Hometown, Nostalgia, and Growing up

By charlotte meilaenderPublished 3 years ago 4 min read
2
Somewhere near home

I have a complicated relationship with missing people. When I did my first stint away from home at sixteen, I was excited and champing at the bit to get out into the world. I spent five weeks away from home (granted, it was less than two hours’ distance), at a summer ballet program in a nearby city. The city, that distance of less than two hours, brought with it a culture shock in stark contrast to my hometown. I got used to subways, to walking, to my daily commute, to a diversity of people that rural, white America never showed me, to crossing the street to avoid the men loitering in front of corner grocery stores, fingers crossed no one would follow me home. At sixteen, I took on these challenges with an optimism older me both admires and misses. The change from country to city, from quiet to loud, from slow to busy happened quickly, so I put my hometown out of my mind and adapted.
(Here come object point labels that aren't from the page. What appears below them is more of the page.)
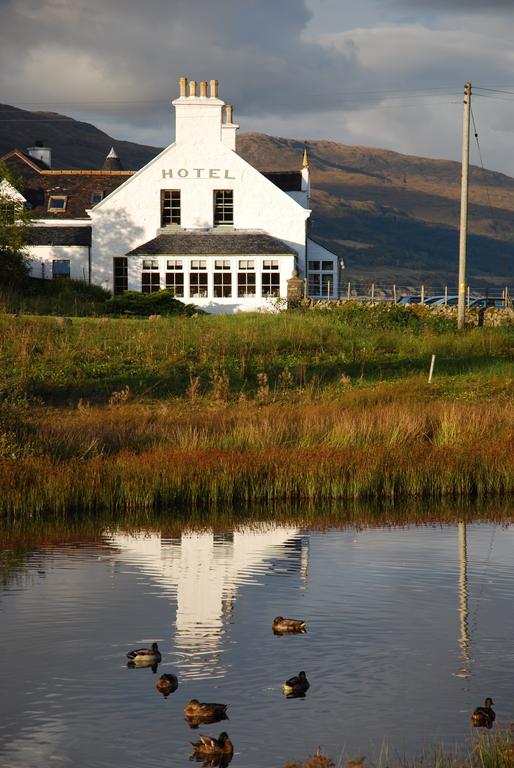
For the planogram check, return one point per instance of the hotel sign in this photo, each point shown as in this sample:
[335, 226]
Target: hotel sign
[196, 173]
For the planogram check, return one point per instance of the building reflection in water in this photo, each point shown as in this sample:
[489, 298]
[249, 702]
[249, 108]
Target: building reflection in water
[203, 572]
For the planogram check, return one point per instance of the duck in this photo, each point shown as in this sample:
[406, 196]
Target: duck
[208, 745]
[145, 657]
[483, 717]
[166, 684]
[297, 685]
[197, 709]
[281, 625]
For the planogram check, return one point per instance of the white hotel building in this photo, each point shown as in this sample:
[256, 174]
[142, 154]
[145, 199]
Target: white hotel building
[197, 219]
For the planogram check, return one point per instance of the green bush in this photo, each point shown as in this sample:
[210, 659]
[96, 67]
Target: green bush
[145, 304]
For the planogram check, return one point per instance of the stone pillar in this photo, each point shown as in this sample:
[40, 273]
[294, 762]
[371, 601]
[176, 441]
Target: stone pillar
[294, 288]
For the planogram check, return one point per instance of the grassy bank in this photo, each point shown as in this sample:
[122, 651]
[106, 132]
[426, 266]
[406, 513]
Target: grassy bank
[485, 751]
[127, 414]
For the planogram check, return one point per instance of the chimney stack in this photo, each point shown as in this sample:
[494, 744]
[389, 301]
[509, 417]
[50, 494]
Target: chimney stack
[41, 153]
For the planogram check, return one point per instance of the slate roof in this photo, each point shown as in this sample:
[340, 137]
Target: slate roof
[59, 236]
[77, 186]
[209, 243]
[287, 181]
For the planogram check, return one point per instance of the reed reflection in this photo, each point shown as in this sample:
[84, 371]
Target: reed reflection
[464, 670]
[203, 571]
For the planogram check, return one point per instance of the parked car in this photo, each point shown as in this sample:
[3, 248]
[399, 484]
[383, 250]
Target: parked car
[428, 300]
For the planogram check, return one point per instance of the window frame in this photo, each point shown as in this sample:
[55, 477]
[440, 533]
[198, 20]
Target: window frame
[270, 285]
[174, 281]
[119, 281]
[223, 207]
[222, 284]
[59, 209]
[169, 211]
[150, 281]
[246, 281]
[201, 290]
[61, 276]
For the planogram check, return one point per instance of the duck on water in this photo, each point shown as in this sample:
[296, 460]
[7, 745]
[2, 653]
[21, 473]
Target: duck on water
[145, 657]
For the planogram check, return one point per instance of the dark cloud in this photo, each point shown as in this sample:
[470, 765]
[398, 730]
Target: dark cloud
[117, 64]
[116, 51]
[454, 6]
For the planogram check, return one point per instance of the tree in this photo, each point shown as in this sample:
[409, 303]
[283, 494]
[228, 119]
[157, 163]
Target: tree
[14, 225]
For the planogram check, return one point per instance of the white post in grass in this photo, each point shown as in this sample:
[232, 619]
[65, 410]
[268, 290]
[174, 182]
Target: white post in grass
[431, 371]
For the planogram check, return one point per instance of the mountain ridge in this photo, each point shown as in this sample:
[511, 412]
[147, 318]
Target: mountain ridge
[390, 216]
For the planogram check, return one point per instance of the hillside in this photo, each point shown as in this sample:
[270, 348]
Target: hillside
[75, 145]
[392, 217]
[395, 217]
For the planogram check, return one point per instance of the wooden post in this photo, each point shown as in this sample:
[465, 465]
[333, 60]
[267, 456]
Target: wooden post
[464, 208]
[431, 369]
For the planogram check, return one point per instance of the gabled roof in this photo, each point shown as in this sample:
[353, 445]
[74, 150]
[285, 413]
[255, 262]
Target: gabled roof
[59, 235]
[237, 243]
[33, 162]
[287, 181]
[78, 187]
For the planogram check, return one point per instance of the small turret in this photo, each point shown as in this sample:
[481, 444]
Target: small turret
[112, 162]
[306, 174]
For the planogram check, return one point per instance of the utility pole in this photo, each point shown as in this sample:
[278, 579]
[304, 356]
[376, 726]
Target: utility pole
[464, 208]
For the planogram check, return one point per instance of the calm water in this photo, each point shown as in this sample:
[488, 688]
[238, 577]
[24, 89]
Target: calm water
[408, 631]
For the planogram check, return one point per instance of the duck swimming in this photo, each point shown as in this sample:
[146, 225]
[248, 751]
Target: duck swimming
[296, 686]
[280, 625]
[208, 745]
[197, 709]
[483, 717]
[144, 657]
[166, 684]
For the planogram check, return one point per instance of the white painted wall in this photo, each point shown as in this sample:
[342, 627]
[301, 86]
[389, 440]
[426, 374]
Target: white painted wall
[316, 252]
[130, 215]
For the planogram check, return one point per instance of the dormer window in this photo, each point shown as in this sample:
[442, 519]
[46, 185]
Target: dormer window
[96, 197]
[57, 203]
[223, 207]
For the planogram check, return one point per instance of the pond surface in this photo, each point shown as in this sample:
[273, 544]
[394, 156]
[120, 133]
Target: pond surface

Home for me is Xxxxxxxx, and although the name is censored, there isn’t enough of a difference between rural western New York towns for it to really matter. If you’ve ever driven through this part of the state, just imagine any of the tiny towns you may have passed, complete with pastures of cows and homemade signs reminding you, “Jesus loves you.”

My town has a post office, a laundromat, a church, two places to eat, and a nursing home. It also had the dance studio where I got my start when I was little, but which has recently been remodeled to become a café. We’ll see how long that stays, businesses often don’t last out here.

My tiny town

Since that first time, I’ve left my home many times, for dance training, to travel, and—most recently—for college. Coming home each time brings a mess of feelings I find hard to place. My high school bedroom is gone, taken over by a younger sibling, and I find myself couch-surfing in my own house, moving from one sister’s bedroom to another, to sleep on a mattress and exchange whispered confidences at night. There is a feeling of not belonging, of being forgotten, and I face the realization that the rhythms of family life go on without me. But there is also an age-old familiarity, an ease and comfort of things well known. My house, my family, my town, are all as if frozen in time, a snapshot of a place where life moves unceasingly and yet stays stagnant. For better or for worse, despite the distance I put between myself and my beginnings, this place and these people have still shaped the core of who I am. There is something of home that I feel sure I will never shake off.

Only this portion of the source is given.